C’est fait, c’est lu, mais pas encore digéré et pourtant un miroir c’est installé sur la droite de mon blog avec un lien.

Je vous parle beaucoup de mon p’tit Zèbre, des p’tits bonheur de ma vie, se raconter à travers les autres pour garder une distance, la bonne, celle qui m’implique qu’indirectement.
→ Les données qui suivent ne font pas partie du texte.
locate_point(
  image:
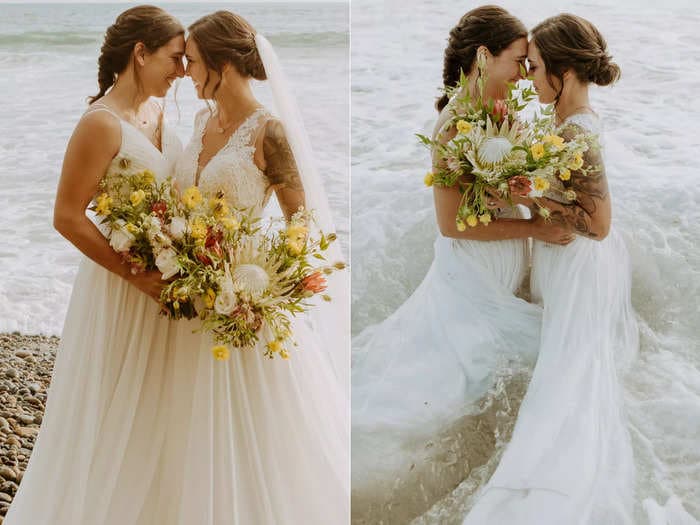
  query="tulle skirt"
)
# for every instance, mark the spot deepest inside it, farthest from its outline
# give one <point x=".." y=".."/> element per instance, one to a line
<point x="143" y="427"/>
<point x="96" y="460"/>
<point x="422" y="411"/>
<point x="570" y="457"/>
<point x="258" y="440"/>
Et puis grâce a comdhab, j’ai suivi un lien jusqu’à une page, apparence banale d’un blog, celui d’un gay comme les autres. Je n’ai pas prêté plus d’attention que ça, alors je fais comme à l’accoutumé: premier post, premiers mots. « Je ne sais pas si c’est l’approche des fêtes de fin d’année, ou bien mon 6e mois de célibat… » Pourquoi je suis allé plus loin dans ces mots? Je poursuivais un but qui apparaissait se dessiner au fur et à mesure, mystérieux et fascinant.

Chaque jour nouveau me rapprochait de mon passé si fragile, celui que je vous cache, celui que je vous tais. Je suis rentré dans son blog comme dans ma maison: tout était pareil, la tapisserie, les meubles, l’agencement, les fenêtres, le parquet, et même mes chaussons. Des détails, des couleurs, des atmosphères légèrement différentes persistent malgré cette étrange sensation: être à la maison avec les affaires des autres, ou vivre dans une suite d’un hôtel avec ces propres affaires?